Thomas Min, Merced County deputy district attorney
Min said Perry had animosity toward Larks, who claims he dated the officer’s wife for about two months in 2002. The prosecutor also argued that Perry was a “rogue cop” who did little to calm the tense situation that ultimately ended in Larks’ arrest.
“He’s the one adding fuel to the fire,” Min said. “He doesn’t want to back down. ... This is all personal.”
In May 2012, Larks had taken his daughter to school, according to testimony, where custody would change over to the girl’s mother. It was then that Larks learned the girl was suspended from school because she was caught shoplifting during a school trip the previous day, according to trial testimony.
Larks took his daughter to get some food before she complained she felt sick. So he took her to his Livingston home, where she was sleeping just before noon when Perry and the girl’s mother arrived, authorities have said.

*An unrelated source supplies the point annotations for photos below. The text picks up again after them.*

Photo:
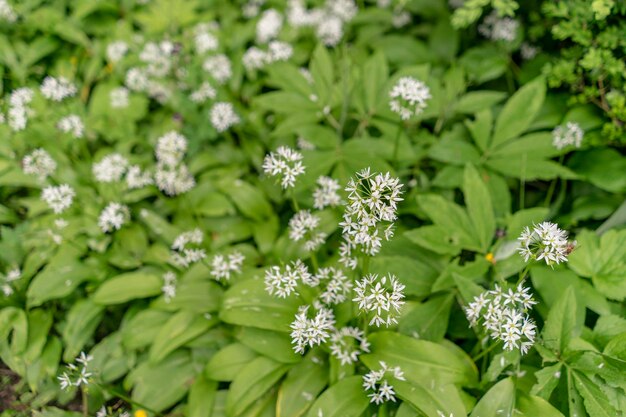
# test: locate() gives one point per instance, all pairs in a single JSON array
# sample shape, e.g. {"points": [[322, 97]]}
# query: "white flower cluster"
{"points": [[116, 51], [172, 175], [286, 164], [73, 125], [347, 344], [269, 25], [302, 224], [6, 12], [186, 248], [169, 286], [18, 108], [309, 332], [57, 89], [223, 266], [498, 28], [256, 58], [119, 98], [376, 380], [39, 163], [223, 116], [76, 375], [59, 198], [545, 241], [571, 134], [409, 97], [325, 194], [328, 21], [113, 217], [375, 298], [372, 201], [12, 275], [504, 315], [283, 281]]}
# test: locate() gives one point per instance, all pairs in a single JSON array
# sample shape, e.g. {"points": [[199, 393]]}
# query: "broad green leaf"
{"points": [[303, 384], [346, 398], [560, 326], [479, 207], [178, 330], [420, 360], [129, 286], [81, 322], [498, 401], [228, 362], [519, 112], [432, 401], [254, 380], [248, 304]]}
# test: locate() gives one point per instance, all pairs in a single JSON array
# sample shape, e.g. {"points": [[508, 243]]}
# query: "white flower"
{"points": [[39, 163], [58, 198], [222, 267], [571, 134], [223, 116], [347, 344], [56, 89], [545, 241], [408, 97], [116, 51], [283, 282], [372, 202], [374, 297], [171, 148], [268, 26], [499, 28], [119, 98], [219, 67], [286, 164], [169, 286], [326, 193], [173, 180], [6, 12], [72, 124], [136, 178], [111, 168], [376, 380], [308, 332], [113, 217], [203, 93], [186, 248]]}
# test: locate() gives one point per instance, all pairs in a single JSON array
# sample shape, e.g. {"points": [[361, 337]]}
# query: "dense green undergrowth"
{"points": [[309, 208]]}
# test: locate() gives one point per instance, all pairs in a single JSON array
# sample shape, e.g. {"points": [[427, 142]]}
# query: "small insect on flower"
{"points": [[113, 217], [545, 241], [409, 97], [570, 135], [58, 198], [308, 332], [286, 164], [376, 380]]}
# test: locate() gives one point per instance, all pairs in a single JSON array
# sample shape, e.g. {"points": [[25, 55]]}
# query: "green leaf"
{"points": [[560, 326], [254, 380], [479, 207], [228, 362], [303, 384], [346, 398], [498, 401], [82, 320], [248, 304], [129, 286], [181, 328], [421, 360], [519, 112]]}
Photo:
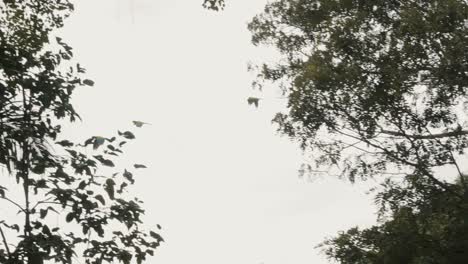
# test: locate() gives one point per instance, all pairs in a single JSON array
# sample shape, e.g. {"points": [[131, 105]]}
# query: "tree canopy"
{"points": [[379, 88], [78, 182], [386, 79]]}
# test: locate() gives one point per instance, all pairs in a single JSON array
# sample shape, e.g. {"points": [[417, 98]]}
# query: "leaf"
{"points": [[129, 176], [156, 236], [139, 123], [2, 191], [88, 82], [69, 217], [139, 166], [98, 141], [100, 199], [43, 213], [128, 135], [253, 101], [105, 162], [65, 143], [82, 185], [109, 187]]}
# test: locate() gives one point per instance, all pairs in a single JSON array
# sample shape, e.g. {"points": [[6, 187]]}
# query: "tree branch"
{"points": [[13, 202], [5, 242], [430, 136]]}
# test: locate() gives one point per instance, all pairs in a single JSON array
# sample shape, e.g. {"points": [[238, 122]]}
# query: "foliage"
{"points": [[422, 224], [378, 88], [372, 86], [77, 182], [214, 4]]}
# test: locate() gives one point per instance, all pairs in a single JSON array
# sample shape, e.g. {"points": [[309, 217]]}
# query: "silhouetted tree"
{"points": [[77, 182]]}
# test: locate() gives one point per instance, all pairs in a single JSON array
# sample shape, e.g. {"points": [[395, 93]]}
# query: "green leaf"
{"points": [[253, 101], [109, 187], [127, 135], [139, 166], [69, 217], [100, 199], [98, 141], [65, 143], [88, 82], [43, 213], [139, 123]]}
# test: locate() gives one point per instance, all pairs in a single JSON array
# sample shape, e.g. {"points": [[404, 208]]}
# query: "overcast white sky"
{"points": [[222, 184]]}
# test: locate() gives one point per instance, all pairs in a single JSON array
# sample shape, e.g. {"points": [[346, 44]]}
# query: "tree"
{"points": [[373, 86], [379, 89], [420, 223], [78, 182]]}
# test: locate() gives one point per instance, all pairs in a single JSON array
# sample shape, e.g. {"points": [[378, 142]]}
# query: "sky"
{"points": [[220, 181]]}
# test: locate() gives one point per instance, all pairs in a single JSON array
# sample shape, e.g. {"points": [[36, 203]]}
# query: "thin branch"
{"points": [[415, 165], [430, 136], [5, 242]]}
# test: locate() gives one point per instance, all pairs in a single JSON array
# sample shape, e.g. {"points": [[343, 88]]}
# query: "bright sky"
{"points": [[222, 184]]}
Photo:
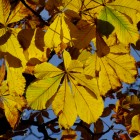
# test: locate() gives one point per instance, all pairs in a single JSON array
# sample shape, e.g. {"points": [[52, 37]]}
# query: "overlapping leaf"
{"points": [[11, 104], [135, 128], [8, 37], [119, 14], [32, 41], [111, 65], [58, 34], [76, 93]]}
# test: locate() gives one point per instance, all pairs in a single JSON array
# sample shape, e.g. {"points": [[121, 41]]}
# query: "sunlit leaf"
{"points": [[64, 105], [70, 99], [40, 91], [11, 104], [111, 67], [57, 33]]}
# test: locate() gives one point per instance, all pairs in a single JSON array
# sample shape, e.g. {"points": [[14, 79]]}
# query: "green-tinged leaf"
{"points": [[126, 32], [40, 91], [64, 105]]}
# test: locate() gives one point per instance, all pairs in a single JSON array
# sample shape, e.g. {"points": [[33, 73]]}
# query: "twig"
{"points": [[34, 12]]}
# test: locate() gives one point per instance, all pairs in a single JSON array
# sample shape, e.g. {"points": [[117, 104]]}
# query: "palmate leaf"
{"points": [[32, 41], [39, 92], [8, 36], [57, 34], [126, 32], [111, 66], [16, 81], [11, 104], [119, 15], [66, 104]]}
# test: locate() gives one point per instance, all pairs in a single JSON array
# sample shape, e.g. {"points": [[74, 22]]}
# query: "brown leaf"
{"points": [[98, 128], [106, 112]]}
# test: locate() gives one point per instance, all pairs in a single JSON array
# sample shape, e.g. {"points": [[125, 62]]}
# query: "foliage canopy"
{"points": [[93, 39]]}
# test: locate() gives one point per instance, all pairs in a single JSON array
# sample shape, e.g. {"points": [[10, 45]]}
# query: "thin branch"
{"points": [[94, 134], [34, 12]]}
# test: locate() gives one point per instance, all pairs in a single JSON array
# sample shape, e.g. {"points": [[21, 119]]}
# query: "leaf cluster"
{"points": [[93, 39]]}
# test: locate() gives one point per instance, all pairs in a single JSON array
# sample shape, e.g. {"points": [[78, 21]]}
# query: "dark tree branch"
{"points": [[91, 133], [34, 12]]}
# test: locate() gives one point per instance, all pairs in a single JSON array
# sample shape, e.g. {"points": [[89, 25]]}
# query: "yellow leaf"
{"points": [[50, 84], [135, 126], [69, 134], [4, 11], [11, 104], [32, 39], [57, 33], [85, 101], [15, 80], [2, 72], [12, 48], [18, 13], [64, 105], [45, 70], [110, 70], [40, 91]]}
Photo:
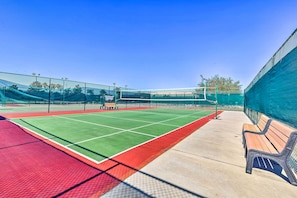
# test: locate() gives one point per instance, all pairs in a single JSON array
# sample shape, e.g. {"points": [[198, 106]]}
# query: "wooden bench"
{"points": [[260, 127], [276, 143]]}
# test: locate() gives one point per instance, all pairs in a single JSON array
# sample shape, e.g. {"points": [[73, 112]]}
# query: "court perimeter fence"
{"points": [[274, 89], [31, 93]]}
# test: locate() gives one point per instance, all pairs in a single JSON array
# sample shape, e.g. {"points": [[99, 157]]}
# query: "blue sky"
{"points": [[143, 44]]}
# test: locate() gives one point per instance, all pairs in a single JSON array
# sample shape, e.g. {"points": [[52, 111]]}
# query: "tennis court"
{"points": [[102, 135]]}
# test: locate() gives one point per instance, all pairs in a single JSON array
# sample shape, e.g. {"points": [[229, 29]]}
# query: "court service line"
{"points": [[129, 119], [122, 130]]}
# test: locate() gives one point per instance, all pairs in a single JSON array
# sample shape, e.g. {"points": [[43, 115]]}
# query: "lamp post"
{"points": [[114, 92], [64, 79], [126, 100]]}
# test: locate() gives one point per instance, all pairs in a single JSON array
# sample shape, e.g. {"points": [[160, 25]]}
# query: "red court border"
{"points": [[130, 161]]}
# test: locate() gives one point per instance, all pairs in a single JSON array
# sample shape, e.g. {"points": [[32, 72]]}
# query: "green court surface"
{"points": [[102, 135]]}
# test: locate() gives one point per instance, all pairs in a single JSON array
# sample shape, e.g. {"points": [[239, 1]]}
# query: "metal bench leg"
{"points": [[290, 174], [249, 162]]}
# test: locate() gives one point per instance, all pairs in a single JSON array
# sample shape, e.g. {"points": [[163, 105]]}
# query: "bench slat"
{"points": [[259, 142]]}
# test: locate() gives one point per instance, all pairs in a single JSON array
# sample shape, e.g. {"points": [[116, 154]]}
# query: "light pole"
{"points": [[64, 79], [114, 92], [126, 100]]}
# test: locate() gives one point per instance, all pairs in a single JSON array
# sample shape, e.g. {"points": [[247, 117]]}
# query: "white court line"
{"points": [[129, 119], [121, 130]]}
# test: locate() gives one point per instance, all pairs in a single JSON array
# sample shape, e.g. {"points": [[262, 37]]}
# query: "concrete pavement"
{"points": [[209, 163]]}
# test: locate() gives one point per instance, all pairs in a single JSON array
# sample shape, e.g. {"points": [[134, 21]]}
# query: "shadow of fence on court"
{"points": [[104, 183]]}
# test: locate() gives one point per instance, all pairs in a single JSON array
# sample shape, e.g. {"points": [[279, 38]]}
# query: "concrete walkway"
{"points": [[211, 163]]}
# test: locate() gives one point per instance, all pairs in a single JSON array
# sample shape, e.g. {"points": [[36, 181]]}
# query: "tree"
{"points": [[223, 84]]}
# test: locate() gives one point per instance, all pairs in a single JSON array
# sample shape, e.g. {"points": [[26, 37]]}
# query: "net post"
{"points": [[216, 102]]}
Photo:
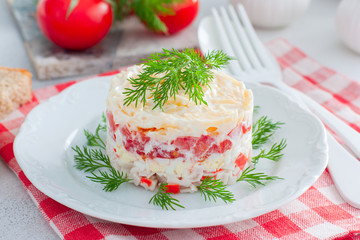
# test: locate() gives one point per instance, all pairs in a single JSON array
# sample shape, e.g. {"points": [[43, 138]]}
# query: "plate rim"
{"points": [[144, 222]]}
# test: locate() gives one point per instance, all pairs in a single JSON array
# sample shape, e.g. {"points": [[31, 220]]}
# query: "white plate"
{"points": [[43, 150]]}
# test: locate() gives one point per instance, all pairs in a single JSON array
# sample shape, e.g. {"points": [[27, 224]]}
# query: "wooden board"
{"points": [[126, 44]]}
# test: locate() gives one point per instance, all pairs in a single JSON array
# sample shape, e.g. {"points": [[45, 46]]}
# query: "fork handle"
{"points": [[344, 131]]}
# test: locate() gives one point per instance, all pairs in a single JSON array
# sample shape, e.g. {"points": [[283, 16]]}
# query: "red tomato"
{"points": [[185, 13], [87, 24]]}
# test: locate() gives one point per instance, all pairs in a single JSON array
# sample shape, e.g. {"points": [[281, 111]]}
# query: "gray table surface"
{"points": [[314, 33]]}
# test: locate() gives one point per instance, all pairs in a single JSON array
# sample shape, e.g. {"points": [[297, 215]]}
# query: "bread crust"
{"points": [[15, 89]]}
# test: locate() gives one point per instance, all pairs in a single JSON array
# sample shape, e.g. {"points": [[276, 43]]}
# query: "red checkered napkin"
{"points": [[320, 213]]}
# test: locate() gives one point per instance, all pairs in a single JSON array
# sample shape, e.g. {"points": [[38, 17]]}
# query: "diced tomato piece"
{"points": [[225, 145], [173, 188], [241, 160], [126, 131], [146, 181], [112, 129], [236, 130]]}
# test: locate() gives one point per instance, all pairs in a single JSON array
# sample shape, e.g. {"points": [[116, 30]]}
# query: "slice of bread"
{"points": [[15, 89]]}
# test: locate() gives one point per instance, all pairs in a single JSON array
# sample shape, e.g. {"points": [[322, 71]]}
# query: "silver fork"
{"points": [[239, 39]]}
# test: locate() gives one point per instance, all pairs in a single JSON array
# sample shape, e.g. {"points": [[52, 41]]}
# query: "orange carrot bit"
{"points": [[146, 181]]}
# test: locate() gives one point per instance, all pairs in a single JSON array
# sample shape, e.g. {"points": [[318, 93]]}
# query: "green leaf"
{"points": [[185, 70], [273, 154]]}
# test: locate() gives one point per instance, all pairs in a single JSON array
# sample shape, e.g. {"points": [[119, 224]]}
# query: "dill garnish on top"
{"points": [[165, 74]]}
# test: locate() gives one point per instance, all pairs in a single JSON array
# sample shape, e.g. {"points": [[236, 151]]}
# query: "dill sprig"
{"points": [[212, 189], [255, 179], [111, 181], [165, 74], [263, 129], [164, 199], [90, 160], [274, 154]]}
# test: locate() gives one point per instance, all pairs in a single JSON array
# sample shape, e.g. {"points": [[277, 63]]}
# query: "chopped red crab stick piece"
{"points": [[146, 181], [241, 160], [173, 188]]}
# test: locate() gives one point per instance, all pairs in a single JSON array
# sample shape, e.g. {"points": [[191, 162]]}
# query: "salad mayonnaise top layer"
{"points": [[228, 102]]}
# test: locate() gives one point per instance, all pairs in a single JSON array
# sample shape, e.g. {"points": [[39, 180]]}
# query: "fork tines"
{"points": [[239, 40]]}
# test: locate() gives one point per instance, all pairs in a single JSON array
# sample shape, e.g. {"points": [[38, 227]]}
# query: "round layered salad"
{"points": [[183, 143]]}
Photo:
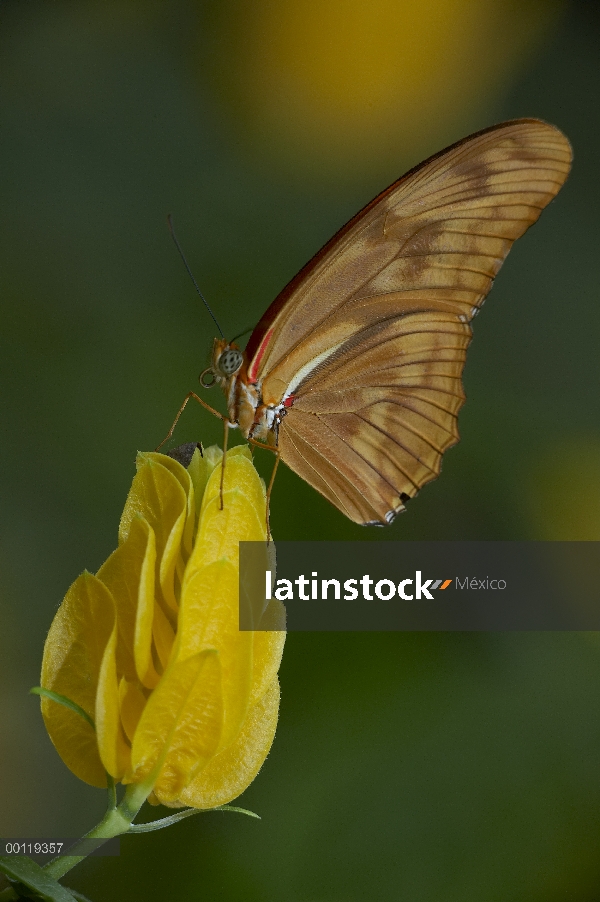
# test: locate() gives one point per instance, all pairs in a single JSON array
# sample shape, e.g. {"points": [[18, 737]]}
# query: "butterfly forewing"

Min argued a court order for the couple required that exchanges happen either at the school or at the Livingston Police Department. Larks did not comply with the officer’s demands to get his daughter and the officer proceeded to arrest him, Min said.
Alison Berry Wilkinson, Perry’s defense attorney, argued that Larks violated the order by having the daughter on a day specified for the mother.
“(Perry) was only doing on May 21, 2012, what the law demanded he do,” she said. “That was his duty that day.”
Wilkinson said Livingston police and statewide officer training allow for police to use “reasonable force” and “pain compliance techniques” when necessary while making an arrest. She went on to say Larks’ account of the events was not consistent and he did not immediately report having a head injury.
That mythical head slam is a creation created later. Why? He realized he had something to gain.
Alison Berry Wilkinson, the officer’s defense attorney
Larks testified that after he was already on the ground, Perry used his hand to slam the man’s face into the concrete. Wilkinson argued he was exaggerating to pile on evidence for his lawsuit against the “deep pockets” of the city of Livingston.
“That mythical head slam is a creation created later,” she said. “Why? (Larks) realized he had something to gain.”
Each attorney quoted testimony from different doctors, one who said Larks suffered a concussion and another who said he didn’t.
Larks, in his lawsuit, is seeking unspecified damages. He is seeking compensation for his medical care, loss of wages and distress, as well as the “deprivation of civil rights,” according to the claim filed in Merced Superior Court. The civil case is set for the new year, according to court records.
Perry was a sergeant before the incident, but was never arrested. He still is employed by Livingston Police Department, officials have confirmed, although it’s unclear in what capacity.
The jury’s deliberation is expected to begin Thursday morning.